As we can compare with the graph 1.1, months like November, December and January which that are supposed to receive less sun light are the more cold. However, thats not always the case. The next graph shows the average probability of sunshine for arch month during the last years.

On average, the average probability of possible sunshine was almost uniform across the years.

On the other hand, according to the probabilities, more hours were expected for each month. Lets calculate those hours.

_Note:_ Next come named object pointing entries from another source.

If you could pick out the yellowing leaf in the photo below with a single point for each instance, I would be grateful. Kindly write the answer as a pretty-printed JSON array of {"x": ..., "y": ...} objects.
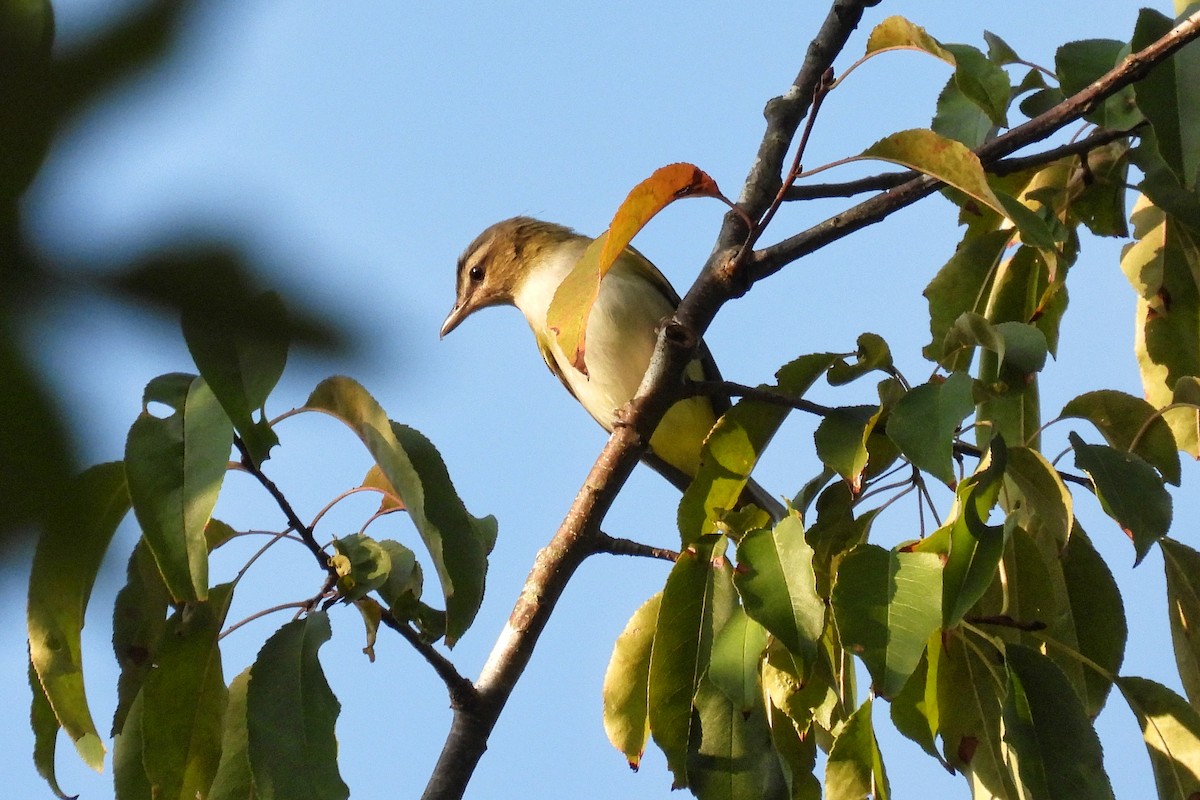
[
  {"x": 946, "y": 160},
  {"x": 571, "y": 306},
  {"x": 897, "y": 32}
]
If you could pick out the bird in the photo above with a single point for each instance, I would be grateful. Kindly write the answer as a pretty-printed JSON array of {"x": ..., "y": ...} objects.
[{"x": 521, "y": 262}]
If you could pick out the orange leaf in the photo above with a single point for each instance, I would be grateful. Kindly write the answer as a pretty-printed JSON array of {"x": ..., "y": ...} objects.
[{"x": 571, "y": 306}]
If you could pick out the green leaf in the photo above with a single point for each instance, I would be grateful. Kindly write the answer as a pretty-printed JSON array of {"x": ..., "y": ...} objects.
[
  {"x": 970, "y": 691},
  {"x": 69, "y": 553},
  {"x": 1097, "y": 614},
  {"x": 129, "y": 770},
  {"x": 1125, "y": 420},
  {"x": 999, "y": 50},
  {"x": 1182, "y": 565},
  {"x": 184, "y": 702},
  {"x": 363, "y": 565},
  {"x": 1171, "y": 729},
  {"x": 456, "y": 541},
  {"x": 1129, "y": 491},
  {"x": 835, "y": 531},
  {"x": 733, "y": 666},
  {"x": 679, "y": 656},
  {"x": 233, "y": 780},
  {"x": 841, "y": 438},
  {"x": 139, "y": 620},
  {"x": 46, "y": 734},
  {"x": 958, "y": 288},
  {"x": 871, "y": 353},
  {"x": 733, "y": 758},
  {"x": 946, "y": 160},
  {"x": 778, "y": 587},
  {"x": 959, "y": 118},
  {"x": 291, "y": 714},
  {"x": 1169, "y": 96},
  {"x": 887, "y": 605},
  {"x": 1079, "y": 64},
  {"x": 927, "y": 420},
  {"x": 240, "y": 352},
  {"x": 982, "y": 80},
  {"x": 175, "y": 467},
  {"x": 1048, "y": 507},
  {"x": 1163, "y": 265},
  {"x": 627, "y": 684},
  {"x": 1056, "y": 750},
  {"x": 975, "y": 547},
  {"x": 727, "y": 457},
  {"x": 855, "y": 769},
  {"x": 915, "y": 710}
]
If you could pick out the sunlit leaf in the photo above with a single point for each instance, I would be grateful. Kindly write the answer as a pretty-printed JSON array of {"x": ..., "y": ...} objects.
[
  {"x": 184, "y": 702},
  {"x": 233, "y": 780},
  {"x": 733, "y": 668},
  {"x": 1171, "y": 729},
  {"x": 1055, "y": 749},
  {"x": 1169, "y": 96},
  {"x": 970, "y": 692},
  {"x": 679, "y": 656},
  {"x": 887, "y": 605},
  {"x": 927, "y": 420},
  {"x": 1162, "y": 264},
  {"x": 291, "y": 714},
  {"x": 175, "y": 467},
  {"x": 1182, "y": 565},
  {"x": 627, "y": 684},
  {"x": 65, "y": 565},
  {"x": 946, "y": 160},
  {"x": 733, "y": 758},
  {"x": 1097, "y": 617},
  {"x": 366, "y": 565},
  {"x": 1129, "y": 491},
  {"x": 855, "y": 769},
  {"x": 456, "y": 541},
  {"x": 1127, "y": 421},
  {"x": 778, "y": 587},
  {"x": 1079, "y": 64},
  {"x": 958, "y": 288}
]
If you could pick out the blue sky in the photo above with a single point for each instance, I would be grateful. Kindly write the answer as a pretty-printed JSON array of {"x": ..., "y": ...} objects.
[{"x": 357, "y": 148}]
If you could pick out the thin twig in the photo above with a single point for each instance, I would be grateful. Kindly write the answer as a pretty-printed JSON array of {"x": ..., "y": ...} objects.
[
  {"x": 462, "y": 691},
  {"x": 618, "y": 546},
  {"x": 766, "y": 395},
  {"x": 289, "y": 513}
]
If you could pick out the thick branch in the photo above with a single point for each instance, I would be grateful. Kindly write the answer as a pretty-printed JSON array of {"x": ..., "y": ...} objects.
[
  {"x": 886, "y": 181},
  {"x": 1132, "y": 68}
]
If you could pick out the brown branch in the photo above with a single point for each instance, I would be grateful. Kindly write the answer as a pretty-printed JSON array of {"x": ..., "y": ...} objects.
[
  {"x": 289, "y": 513},
  {"x": 772, "y": 259},
  {"x": 618, "y": 546},
  {"x": 886, "y": 181},
  {"x": 462, "y": 691},
  {"x": 575, "y": 539},
  {"x": 765, "y": 395},
  {"x": 724, "y": 277}
]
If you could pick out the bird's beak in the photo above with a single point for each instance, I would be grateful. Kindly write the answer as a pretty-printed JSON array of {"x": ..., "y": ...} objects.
[{"x": 459, "y": 313}]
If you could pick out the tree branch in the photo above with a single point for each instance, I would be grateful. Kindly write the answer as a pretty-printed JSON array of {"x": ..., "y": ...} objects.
[
  {"x": 289, "y": 513},
  {"x": 462, "y": 691},
  {"x": 886, "y": 181},
  {"x": 772, "y": 259}
]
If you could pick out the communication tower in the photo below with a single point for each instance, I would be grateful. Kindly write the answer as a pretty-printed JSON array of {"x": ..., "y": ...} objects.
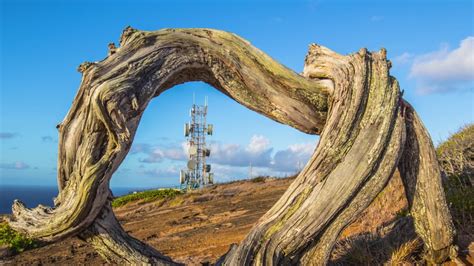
[{"x": 197, "y": 173}]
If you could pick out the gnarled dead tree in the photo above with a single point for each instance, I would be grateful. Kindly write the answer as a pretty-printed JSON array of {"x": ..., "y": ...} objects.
[{"x": 366, "y": 130}]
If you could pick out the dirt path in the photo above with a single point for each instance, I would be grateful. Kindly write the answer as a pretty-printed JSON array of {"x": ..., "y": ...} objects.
[{"x": 199, "y": 226}]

sun_per <- as.numeric(nyc_clFinal$`Percent possible sunshine`)/100

days <- c(31,28,31,30,31,30,31,31,30,31,30,31) # days for months
 
#multiply the number of day for each month with its corresponding probability
nyc_clFinal <- nyc_clFinal %>% mutate(days,sun_per) %>% 
                mutate(expected_hours=(.$sun_per*.$days)*24)

nyc_clFinal %>% 
ggplot(aes(y = as.numeric(.$expected_hours),x = .$Months))+geom_bar(stat = "identity")+labs(title = "Expected Sun hours by month")+xlab(label = "Months")+ylab(label = "Sun Hours Probability")+coord_flip()

As Compared to graph 1.3, months like november that had about 37 hours of ligth were expecting about 230 hours of light as would expected from its initial probability and months like July that had about 290 hours of light was expecting about 450 hours of light.

Finally, lets calculate the proportion of expected hours of sun for those years.

(sum(as.numeric(nyc_clFinal$`Mean monthly sunshine hours`)))/(sum(as.numeric(nyc_clFinal$expected_hours)))*100

## [1] 52.16012

As shown in the calculations, about the doble of sun light of what we received was expected.

Conclusion

In conclusion, we can visually reaffirm that months that receive less light tent to be coldest whereas the . months that receive more light are the hotter. On the other hand, the probabilities of having or not having long hours of light accross the years where uniform; however, as compared to the expected hours of light, we were supposed to receive at least the double of sun light. One idea the comes to my mind is that one of the reasons for this beyond simple chance, is the effect of globlal warming as product of gasses released in the atmosphere which blocks the percentage of sun light we are supposed to receive.